Занятным было и то, что он часто слышал за свою работу «спасибо». И ему всегда казалось, что такой вежливости достаточно. Он всегда хотел её слышать. Но когда начал слышать её, то стал беситься от этого.
И каждый раз, когда после отсутствия он слышал «нам тебя не хватало», ему хотелось взвыть. Почему — неизвестно. Ему и самому было бы интересно узнать, отчего появилась такая реакция.
Когда-то он думал, может, из-за того, что такое отношение коллег делало его обязанным им ещё больше. Но куда уже больше, если его работа — их обслуживание. Беспрекословное. Его работа — давать им возможность делать свою работу.
Тим прикрыл лицо руками и вздохнул. Нужно было выйти покурить. Отдышаться. Отвлечься. «Сейчас закончу с задачей и выйду», — решил он, чтобы не бросать дело на половине пути. Потом будет сложнее вернуться к решению, потеряется нить мысли. К тому же, он курил после обеда.
Подперев голову, он стал кликать курсором по экрану.
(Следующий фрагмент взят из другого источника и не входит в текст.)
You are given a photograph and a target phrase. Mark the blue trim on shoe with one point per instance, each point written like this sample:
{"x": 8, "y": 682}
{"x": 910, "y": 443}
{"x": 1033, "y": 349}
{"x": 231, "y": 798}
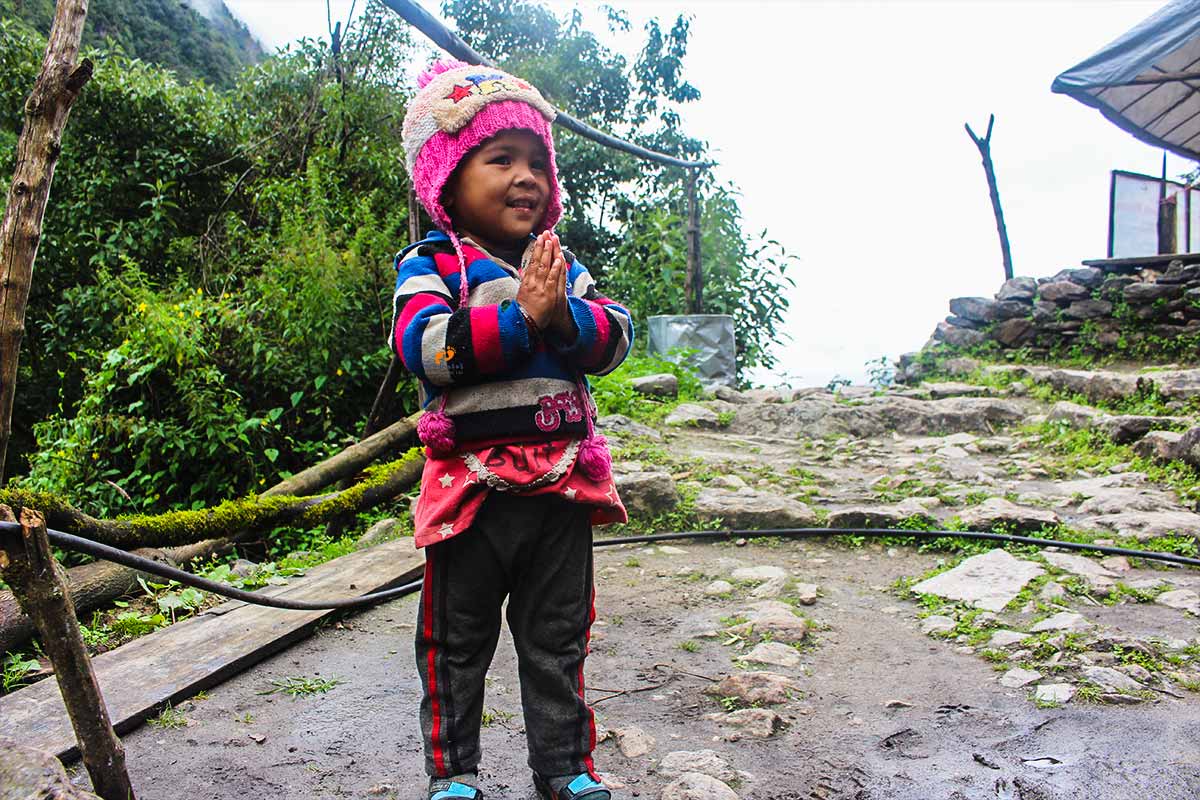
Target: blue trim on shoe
{"x": 457, "y": 791}
{"x": 582, "y": 786}
{"x": 583, "y": 782}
Той же рукой печатал. Можно было бы сделать всё быстрее, подключив и левую руку. Но не было на это никаких сил.
Завибрировал телефон. Часы на руке откликнулись с запозданием, оповещая, что звонок шёл на личный. Но этой секунды хватило, чтобы сердце сжалось. Показалось, что ещё один входящий звонок на общий номер. Тим с трудом мог поднять трубку входящего телефона компании. В основном звонили не по теме: предложения по логистике, по товарам, по услугам. Всех их он заученным текстом отправлял писать на общую почту.
Однако в этот момент на экране его личного телефона высветился контакт Алины. Это было неожиданностью, и Тим, оставив все дела, поспешно покинул кабинет.
«Вот и повод выйти покурить, прежде чем задача будет завершена», — подумал он.
— Алло, — произнёс он в трубку.
— Можешь говорить?
— Да, говори.
— Привет, — её голос звучал взволнованно. — Может, это покажется странным, но мы с тобой вроде как общаемся всю неделю, и я подумала, что мы достаточно знакомы, чтобы я могла позвонить тебе с таким вопросом, — она выдержала паузу. — Можно я заберу тебя с работы и мы потусуемся вечером?
— Да, конечно, — ответил Тим, слегка растерявшись. — В чём дело?
— Не хочу сидеть дома, — сказала она. — Напиши адрес, куда мне приехать. Я подожду. Давай выпьем пива где-нибудь во дворе.
— Хорошо, — ответил Тим. — Мне осталось полтора часа работы.
— Я подожду, — перебила она. — Спасибо.
И Алина положила трубку.
Тим остановился в курилке и присел на скамейку. Зажал сигарету в зубах и помедлил, прежде чем закурить. Сначала написал адрес. В ответ: «Прогуляюсь пешком, как раз около часа идти». Щёлкнул зажигалкой.
За всё то время, что они общались, они мало затрагивали какие-то личные темы. В основном их диалог об одной теме растягивался на целый день, потому что Алина была на парах, а Тим на работе. Каждый отвечал по мере возможности. Параллельно он общался с Юлей и хотел бы, чтобы времени было больше, чтобы отвечать всем своевременно. К тому же прежние друзья, с кем он поддерживал общение ежедневно, никуда не делись. Он общался и с ними.
И всё же с Алиной за дни переписки они обсудили многое. В основном свои взгляды на базовые темы, как и следует начинать знакомство. Она упоминала, что у неё не самая благоприятная ситуация дома, но Тим считал, что мало людей в целом могли похвастаться гармонией в семье.
Те, кто жил один, жаловались на одиночество и тяжесть вести быт одному. Те, кто жил с партнёром, — на разногласия с ним, на бытовые конфликты, на кризисы. Те, кто жил с родителями, — на взаимное непонимание поколений, отсутствие личного пространства и личных границ.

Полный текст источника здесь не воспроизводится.